The wetlands are not a homogenous type of habitat in the London Wetland Centre though, rather the centre has put a lot of work into diversifying their habitats, to provide spaces for numerous different types of birdlife, insect life and more. In particular, they have a section dedicated to Mediterranean bird species, with a custom-built sandy environment and different flora to anywhere else in the project. You can see the contrasting way the rocky and sandy shoreline is set up in this habitat in the photograph below, and the striking way it differs from the other spaces around the reserve.

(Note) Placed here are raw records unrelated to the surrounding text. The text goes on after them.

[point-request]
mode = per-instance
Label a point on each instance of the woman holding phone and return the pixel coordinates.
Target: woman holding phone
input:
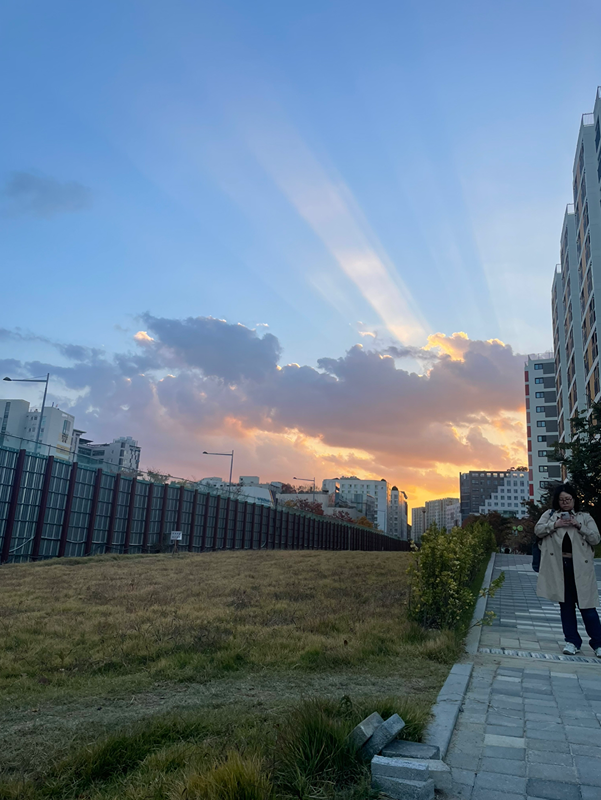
(567, 568)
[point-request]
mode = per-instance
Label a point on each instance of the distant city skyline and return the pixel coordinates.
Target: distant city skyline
(323, 235)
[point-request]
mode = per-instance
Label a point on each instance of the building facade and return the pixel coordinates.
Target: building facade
(355, 491)
(509, 496)
(19, 421)
(397, 523)
(541, 423)
(578, 279)
(436, 511)
(123, 452)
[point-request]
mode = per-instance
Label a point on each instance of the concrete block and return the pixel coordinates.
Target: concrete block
(400, 749)
(401, 768)
(365, 729)
(405, 790)
(383, 735)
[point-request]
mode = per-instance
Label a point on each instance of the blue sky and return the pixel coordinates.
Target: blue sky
(327, 169)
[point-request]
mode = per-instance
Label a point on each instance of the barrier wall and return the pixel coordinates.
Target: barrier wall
(52, 508)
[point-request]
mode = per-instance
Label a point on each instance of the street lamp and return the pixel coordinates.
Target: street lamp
(35, 380)
(229, 455)
(311, 480)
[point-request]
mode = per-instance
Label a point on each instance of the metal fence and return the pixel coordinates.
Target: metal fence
(52, 508)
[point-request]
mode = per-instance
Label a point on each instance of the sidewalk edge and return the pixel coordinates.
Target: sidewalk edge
(472, 641)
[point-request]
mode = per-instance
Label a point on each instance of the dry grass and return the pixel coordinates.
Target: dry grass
(189, 618)
(235, 639)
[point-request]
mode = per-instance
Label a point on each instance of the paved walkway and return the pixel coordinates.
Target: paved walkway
(530, 726)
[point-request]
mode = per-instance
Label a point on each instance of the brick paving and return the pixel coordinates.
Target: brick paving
(530, 725)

The Wetland Centre also adopts some important rewilding techniques that we have discussed previously in this series. They have installed a number of dead hedges, allowing for the natural development of hedgerow while also protecting new shoots and growth from being eaten back by herbivores, or trodden down/torn up by animals or particular bird species looking for nesting materials and even certain young prey.
WWT has also adopted simpler techniques, such as not removing collapsed trees, and more significantly, storing chopped up log piles on the natural floor. As long as the logs are wider than 8 inches, which is the case with the logs at the Wetlands Centre, they can produce thriving habitats for insect and bug life with cover for small mammals. This is almost certainly popular with the birds as well, who will be using those constructs to rootle around.

Finally, in unison with certain spaces at LettsSafari parks, WWT has a number of artistic and creative installations made from waste materials. Medium sized waste sculptures are dotted about the Wetlands Centre, as some of the wilder spaces at LettsSafari have pieces of wood carving and construction from local and nomadic communities who contribute to the early stages of our own rewilding developments.
The Wetlands Centre uses waste materials to construct unique structures, such as the educational fake bus stop, which contains information on the project inside, as well as a green roof covered in moss and grass growth.
Overall, our visit to the WWT London Wetlands Centre was illuminating for both the incredible birdlife they have been able to house and develop, but also for the stunning environments they have built to facilitate those bird populations. Inspiring for any visitor!
This remarkable haven has taken its time to construct some breathtaking habitats while adopting a number of rewilding techniques that anyone can recreate. It is important not to lose sight of that when discussing the role of nature within an urban environment. The average person living in the city does not have 105 acres to rewild into thriving wetlands, but by using the example and education provided by projects like WWT Wetlands, we can see how we could convert any space we have, however small, into a wilder one and perhaps even a mini LettsSafari!